You have to be high to write this type of a novel. Or you have to be Chuck Palahniuk. Doomed is a fantastic heap of Ketamine inspired hallucinating bullshit mixed with an irony overdose and pure shot of eternal philosophy on good and evil.
„ Good and evil have always existed. They always will. It‘s only our stories about them that ever change“. Exactly. Therefore, this one is written as a text on Twitter by a 100 percent dead thirteen year old girl Madison Spenser. It appears that Hell has all modern means of communication these days and doesn‘t look as bad as it is!
Being a ghost Madison is returned to the earth on a certain mission and reveals a story of her short life.

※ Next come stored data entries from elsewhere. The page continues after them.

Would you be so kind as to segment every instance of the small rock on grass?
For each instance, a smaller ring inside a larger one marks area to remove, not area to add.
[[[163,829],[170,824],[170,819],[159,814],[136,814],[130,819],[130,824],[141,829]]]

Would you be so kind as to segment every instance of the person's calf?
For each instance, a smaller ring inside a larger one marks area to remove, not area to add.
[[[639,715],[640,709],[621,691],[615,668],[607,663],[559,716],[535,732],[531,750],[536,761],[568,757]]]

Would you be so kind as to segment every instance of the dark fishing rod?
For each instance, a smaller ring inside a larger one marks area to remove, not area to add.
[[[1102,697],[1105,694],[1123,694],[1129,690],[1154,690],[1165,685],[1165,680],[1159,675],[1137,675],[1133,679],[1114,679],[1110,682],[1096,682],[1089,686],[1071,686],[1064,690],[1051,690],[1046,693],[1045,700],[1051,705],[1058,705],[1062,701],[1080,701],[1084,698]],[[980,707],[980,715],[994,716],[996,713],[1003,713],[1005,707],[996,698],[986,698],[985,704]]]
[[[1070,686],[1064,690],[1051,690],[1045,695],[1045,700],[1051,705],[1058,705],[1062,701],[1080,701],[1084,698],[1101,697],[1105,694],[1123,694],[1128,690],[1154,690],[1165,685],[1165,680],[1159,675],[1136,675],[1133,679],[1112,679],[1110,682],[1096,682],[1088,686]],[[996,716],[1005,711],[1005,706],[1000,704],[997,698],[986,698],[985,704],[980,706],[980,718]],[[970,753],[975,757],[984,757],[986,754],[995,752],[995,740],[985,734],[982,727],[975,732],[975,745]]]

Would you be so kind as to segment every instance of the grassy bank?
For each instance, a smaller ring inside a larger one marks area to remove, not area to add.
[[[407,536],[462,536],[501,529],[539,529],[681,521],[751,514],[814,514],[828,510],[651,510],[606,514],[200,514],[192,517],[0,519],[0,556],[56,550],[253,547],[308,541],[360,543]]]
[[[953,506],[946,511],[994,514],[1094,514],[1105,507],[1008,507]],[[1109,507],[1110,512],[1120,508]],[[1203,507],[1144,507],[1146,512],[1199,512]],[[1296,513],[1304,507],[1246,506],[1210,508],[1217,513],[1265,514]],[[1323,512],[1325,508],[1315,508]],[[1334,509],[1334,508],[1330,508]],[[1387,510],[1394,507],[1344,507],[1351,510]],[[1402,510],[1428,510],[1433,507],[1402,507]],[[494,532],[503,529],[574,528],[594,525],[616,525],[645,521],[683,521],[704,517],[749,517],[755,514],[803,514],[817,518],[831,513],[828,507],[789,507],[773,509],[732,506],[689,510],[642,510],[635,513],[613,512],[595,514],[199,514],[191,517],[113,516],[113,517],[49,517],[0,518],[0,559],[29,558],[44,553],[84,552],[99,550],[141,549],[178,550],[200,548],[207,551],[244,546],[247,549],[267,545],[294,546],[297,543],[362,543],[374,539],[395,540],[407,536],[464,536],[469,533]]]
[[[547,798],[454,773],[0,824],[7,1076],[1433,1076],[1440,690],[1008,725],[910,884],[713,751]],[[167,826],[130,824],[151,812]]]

And here we go – oh, well, don’t forget your Xanax or at least load your popcorn with it (allow me to take a detour of my thoughts and just wonder out loud whether it’s a well planned drug marketing campaign released worldwide – I’ve got definitely overdosed that week by 300 pages of Doomed pitched up with Xanax and a view of Kate Blanchet heroine in Blue Jasmine swallowing handfuls of the same stuff in every second shot).
Anyway, if you’ve read at least one of Chuck Palahniuk’s books, you have to expect unexpected, even if you’ve got a feeling of reading gibberish. Thus, don’t be irritated by a telemarketer’s call – it might be someone who’ll stay revealing all of your future in small bits. Of course, if you don’t mind this someone being Satan himself. Actually, I found this parallel between telemarketing and Hell rather accurate. Bull’s eye!
And the easiness of joining a ghost for a conversation. Take in a certain dose of Ketamine (the bigger the better) and say hello to Madison. The preface of this book should certainly include a warning of not trying to repeat this act at home; otherwise the famous writer might lose a considerable part of his audience.
Doomed is an exaggerated downturn of our sunk in consumerism society. Hence we are introduced to Madlantis, an artificial plastic island built by Madison’s parents where infinite money and infinite freedom prevail. Ironically, this is what modern people search for as opposed to an ancient myth of Atlantis.
Atlantis is not the only classic allusion to the Greek mythology used in the novel. Returning to the earth Madison is compared to Persephone, Hades’ wife who travels between Hell and Earth every six month. Only Madison is Persephone reinvented, determined to reunite all opposites, to reconcile Satan and God.
However, to come to this conclusion the reader has to recycle tons of torn and battered stuff and hear an incredible life story from Madison’s tweets. Killing her grandpa at a public toilet by almost tearing apart his weenie with a help of Charles Darwin’s book or carrying her dead kitty all over the globe tied around her belly till it falls apart are the most freakish episodes with the twisted follow-up into the afterlife.
Madison was thirteen when she died, however her story bears such a sophisticated Chuck Palahniuk style that it is difficult to believe, if it might be delivered by a teenager. Though Madison herself tries to assure otherwise.
Meanwhile the author leads you in cycles like Virgil has lead Dante in The Divine Comedy. Forget pleasure of reading, prepare to face double or triple allegories and you still won’t get the typical ending. Be ready to fail, as “in summation, the predead get everything wrong”. Well, this might be embarrassing but – no way – don’t feel Ctrl+Alt+doomed!